Table of Contents

OAR Tutorial

On this page, you will learn how to properly use the CPU and GPU clusters of the team, and especially the OAR submission system.

In particular, you are highly encouraged to read the section about the “rules” and “good practices” when submitting jobs to ensure a fair use of resources among all users from the team.


Basics

The CPU cluster of the team is now part to the “shared cluster” of the center where you can use computing resources from different teams. You have a priority access to the computing nodes from THOTH.

The CPU cluster frontal node is called access2-cp. You can ssh to it, but you should not use it to do computations (it is just a bridge). For this, you have to submit jobs to the computation/worker nodes. A job is a task (generally a script in bash, python, etc.) that you cannot run on your working station (because of a lack of computing power/memory, etc.).

The GPU cluster is not shared and dedicated to our team. The frontal node is called edgar. Same thing, it is not a machine to do computations on.

In both cases you cannot directly SSH to computations nodes, you can only use them by submitting jobs. The job management system is handled by a program called OAR. OAR is a resource manager, it allows you to reserve some computing resources (xx CPU cores, a GPU) for a certain amount of times to do a task (run your script). When you submit a job, OAR allocates to you the resources that you requested and your job is run on this resources.

Important: You have to estimate the resources and time that your job will require when you submit it. If you reserve 20 cpu cores for 6 hours, your job should finish before the end of its allocated time. If not, your computations will be lost. To avoid this, you can use checkpointing and intermediate saving.

Using OAR

The following command will be useful to use OAR, especially to submit and monitor jobs:

oarstat

You can pipe the result to a grep on your username to print your jobs, e.g. oarstat | grep username or you can use the following option oarstat -u username.

Note: any submitted job is assigned a job id or job number (denoted <job_ID> in the following) that can be used to monitor it.

To monitor a running or finished job, you can use (replace <job_ID> by your job number):

oarstat -fj <job_ID>
oarsub -I   # Interactive

If the cluster isn't full, your job will be executed almost immediately. The -I option stands for “interactive”, it opens a shell on a computation node where you can run your experiment. This interactive mode is useful to run some small tests (session limited in time, at most 2 hours) before using the standard submission mode.

Standard job submission

oarsub my_script.sh

The command gives the prompt back immediately and will execute the job at a later time, this is called “batch mode”. The standard output and error are redirected to OAR.<job_ID>.stdout and OAR.<job_ID>.stderr in the current directory when you submitted the job.

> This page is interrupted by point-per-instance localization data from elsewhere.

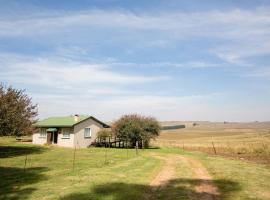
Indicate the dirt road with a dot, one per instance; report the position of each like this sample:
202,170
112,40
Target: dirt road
205,189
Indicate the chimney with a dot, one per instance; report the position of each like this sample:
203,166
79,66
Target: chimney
76,118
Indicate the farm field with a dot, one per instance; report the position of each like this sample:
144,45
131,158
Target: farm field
249,141
36,172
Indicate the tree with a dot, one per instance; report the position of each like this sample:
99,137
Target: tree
17,113
135,128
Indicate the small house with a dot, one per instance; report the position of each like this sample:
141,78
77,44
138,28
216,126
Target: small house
78,131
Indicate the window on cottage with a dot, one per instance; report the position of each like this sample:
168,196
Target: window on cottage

Attention: Your script my_script.sh should have execution right (more on Linux file permission can be found here). You can modify access right with the following command chmod u+x my_script.sh.

oardel <job_ID>

(you can get the <job_ID> from oarstat)

A visual overview of the nodes is given by the Monika software (cpu cluster and gpu cluster).

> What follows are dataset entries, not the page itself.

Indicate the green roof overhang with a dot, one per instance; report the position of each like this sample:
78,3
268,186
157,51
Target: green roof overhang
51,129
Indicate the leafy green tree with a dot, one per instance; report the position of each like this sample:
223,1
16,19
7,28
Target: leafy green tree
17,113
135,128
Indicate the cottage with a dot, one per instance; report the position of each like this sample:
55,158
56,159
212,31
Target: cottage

Note: Some tools (python script) were designed in the team to parse oarstat results in a more human-readable format, check out the thoth_utils Gitlab webpage. These scripts are also available in the following directory /home/thoth/gdurif/shared/thoth_utils (that you can add to the PATH in your .bashrc or equivalent for instance). The more intersting scripts in here are gpustat which summarize the GPU cluster current use and oarstat++.py which cn be used on both clusters (oarstat++.py -s edgar or oarstat++.py -s access2-cp). Other options are documented (see oarstat++.py -h).

oarsub -C<job_id>
oarsub -l "walltime=16:0:0" <your_command>

Default and besteffort jobs

When not specify otherwise, all jobs that you submit are default jobs. Once they started, they will run until they finish/crash/reach the walltime without interruption. To ensure a fair share of the resources between users, the resources allocated to default jobs of a single user are limited (c.f. below).

To submit a job in best effort, you should add the following option -t besteffort -t idempotent to your submission:

oarsub -l xxx -t besteffort -t idempotent <your_command>

Besteffort job will be killed when resources are needed (for waiting default jobs) and restart it automatically (if you do not forger the option -t idempotent). However, you have to handle checkpointing yourself.

CPU cluster

oarsub -l "nodes=1/core=16" <your_command>

To get 8 cores on 1 machine for at most 16 hours, use:

oarsub -l "nodes=1/core=8,walltime=16:0:0" <your_command>

You are now sharing the RAM with other jobs. Make sure you specify “nodes=1”, such that all your cores and RAM are reserved on the same machine.

Attention: Your main concern should be the use of memory. Before submitting a job, you should estimate the memory it will require and request for a computation node with sufficient memory (see below). Since OAR does not monitor the quantity of memory requested by submitted jobs, multiple heavy memory jobs can be assigned to the same computation node, creating some issue and potentially crashing the node. Thus, it is recommended that your experiments do not waste memory (for safety, you can use the ulimit bash command in your script).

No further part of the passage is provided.